Doorways

An article in Scientific American, published in December, 2011 by two grad students from Washington University in St. Louis, discusses a study by researchers from Notre Dame. The paper the researchers published was titled, “Walking through doorways causes forgetting.” I remember hearing an NPR report on the “doorway effect,” and finding some vindication for behavior that I have demonstrated for a long time. In the midst of doing something, I will think of something else to do — something unrelated to the first task — and stand to walk into another room to do — what? I will have forgotten the task. I do this all the time, and no longer worry about it. It is merely mildly irritating. (I can be told to remember three things, have a short conversation and accurately recall the three things I was told, thereby acing my Alzheimer’s test.) The Notre Dame researchers posited that the brain works in many ways to achieve memory, one of which is the event model: we remember events best, when asked to recall them in the same context as when we learned them. “Some forms of memory seem to be optimized to keep information ready-to-hand until its shelf-life expires.” The brain readily dumps old information in favor of incoming new stuff. This happy-jack information, while reassuring me that I am within the normal scale of human behavior, does not help me to understand why I forget to be a decent human being when I cross the threshold of an automobile’s door.
I’ve written before of my abhorrent behavior when I am behind the wheel of a car. I am the king, and the peons are poor drivers. No one drives as well as I, and the highways should be cleared of riffraff before I enter them. I swear — great gobbling spittle-laced multisyllabic epithets, tossed against the windshield — at everyone. But I, as Jules from “Pulp Fiction” said, am “in a transitional period.” I no longer want to be that person, but I recently spent some time with that person, and he was not me.
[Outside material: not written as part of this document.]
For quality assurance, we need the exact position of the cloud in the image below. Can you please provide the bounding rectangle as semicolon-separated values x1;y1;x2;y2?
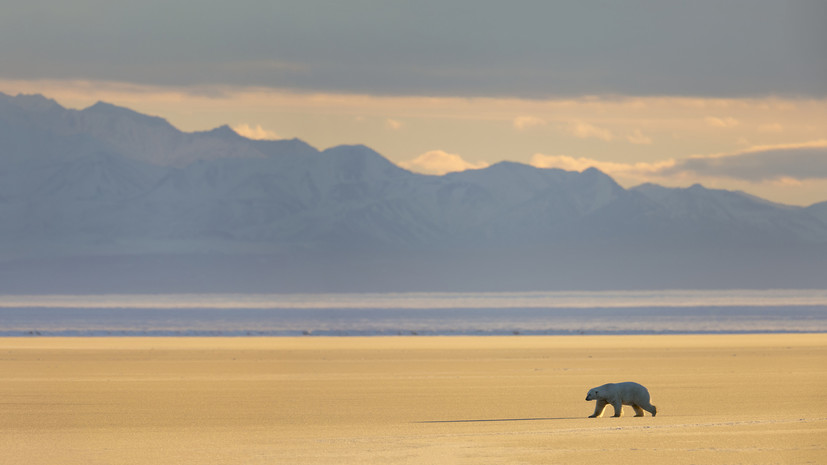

I helped a man I know with some tasks, and we spent a lot of time in his car, traveling to various locations throughout the city. I am not close to the the man — I know him from the bars and pool tables of my travels — but he has been helpful to me in the past, and demonstrated caring and decency. But his driving habits are those of Attila The Hun (if Attila had driven cars). He swore at everyone and everything rolling, he yielded no quarter and took no prisoners. He screamed at the light runners and ran red lights at will. If you were in the “merge left” lane, he crushed you into the wall. “A turn signal does not mean you can come in here,” he bawled at everyone. It made me sad to think that I have displayed that behavior, been that person I do not like, doing and saying things that disgust me in the recounting. Perhaps, once I closed the car door, my brain was purging the “be kind” information, thinking it had reached the end of its shelf life.
When my two young children in the rear seats of my car, I wanted to model civilized behavior for them and they were a check on my language. I need to make their presence my “event model,” to remember “peace, be still,” and the events that give me cause to celebrate the presence of others, and to make the closing of my car door an anticipation of the exercise of patience and generosity.